Key for this work to proliferate is to invite a next set of stakeholders into a process that supports them in feeling part of a community of inquiry and practice for holding both the values of collaboration and democracy alongside their own personal development. Each comes to know their personal signature in using power and seeking collaboration. Each needs space – and facilitation – in meeting people who speak from their own experience about current needs and future visions. In this way a small group can develop innovations powered by authentic commitment that engages emotional, subjective energy to develop.

New political culture won’t simply happen on its own. Such learning requires cultivation of a brave space, that is a space in which learning with others allows the possibility for making some mistakes. Moreover, it’s a safe enough space that people stretch together. However modern political environments are often stamped by competition and shortsightedness. They have, after all, been predominantly masculine spaces, that is spaces in which feminine values – though sometimes lauded remain a punishing boys club.  In the recent resignations of popular women Prime Ministers, e.g., Jacinta Adern of New Zealand and Nicola Sturgeon of Scotland, we see stark contrast with examples of male executives – e.g., Donald Trump, Boris Johnson – who have clung to power.  While both women demonstrated the ambition to reach the summit of national politics, they also demonstrate a balanced approach to leadership that many of their male counterparts do not. They also have not hid their vulnerability to the harsh trolling that women in public life experience. This issue of gender matters.

Gender – and gendered feelings – matter!

On the last day of meetings on the topic of new political culture, there was a public workshop on emotions in politics convened in the in the regional government hall in San Sebastian-Donostia.
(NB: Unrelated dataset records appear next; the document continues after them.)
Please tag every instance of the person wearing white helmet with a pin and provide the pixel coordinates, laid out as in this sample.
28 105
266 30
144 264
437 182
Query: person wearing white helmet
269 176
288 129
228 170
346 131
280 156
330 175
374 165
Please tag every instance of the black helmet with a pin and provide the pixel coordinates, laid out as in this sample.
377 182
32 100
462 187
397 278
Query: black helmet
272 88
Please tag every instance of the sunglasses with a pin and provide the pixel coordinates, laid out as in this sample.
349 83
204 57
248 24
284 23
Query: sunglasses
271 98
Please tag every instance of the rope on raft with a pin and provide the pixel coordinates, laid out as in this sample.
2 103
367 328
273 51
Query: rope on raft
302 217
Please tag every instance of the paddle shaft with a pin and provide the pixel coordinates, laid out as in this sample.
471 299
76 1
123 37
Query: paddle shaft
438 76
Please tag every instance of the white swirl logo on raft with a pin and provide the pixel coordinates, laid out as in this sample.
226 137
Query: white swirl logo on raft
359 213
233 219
Policy stakeholders, politicians and interested citizens were invited to listen to three presentations. One from qualitative research done with Spanish students involved in conventional versus protest politics. The key insight was that positive emotions seem to galvanize students more constructive responses to politics.

Hilary Bradbury presented on developmental friendship as a practice, and how it’s possible also in politics.  Drawing from constructivist theory developmental friendship she described stages of practice in which those involved are integrating emotions and power that in time moves from being unilateral to allowing mutuality in caring for self and others, in service of our wide communities.

Finally, ex-mayor of Rentaria, Julen Mendoza, spoke more personally. He shared about his own experience of anxiety/panic attacks that made his work difficult. He then saw how the political arena does not welcome vulnerability. He reflected that men in politics have been trained to deny their own and others vulnerability. This has resulted in being oppositional towards the feelings of  caring.  These feelings are closely associated with the relational ways of being and working that we associate with women. We also associate them with being weak. He made it clear that any new political culture therefore requires us to notice how men and women have been brainwashed.

A new balance

It is time for a new balance between masculine and feminine in the political arena. It is time for more positive emotions. It is time to integrate power with love.

In the words of Martin Luther King,

“Power without love is reckless and abusive, and love without power is sentimental and anemic.”

In the words of organizational ARTist of the early 20th Century, Mary Parker Follett,

“Genuine power can only be grown … genuine power is not coercive control, but coactive control. Coercive power is the curse of the universe, coactive power, the enrichment and advancement of every human soul .”

We look forward to this experiment continuing in the Basque region with a new set of political actors. We look forward to its also proliferating to a new region of the world!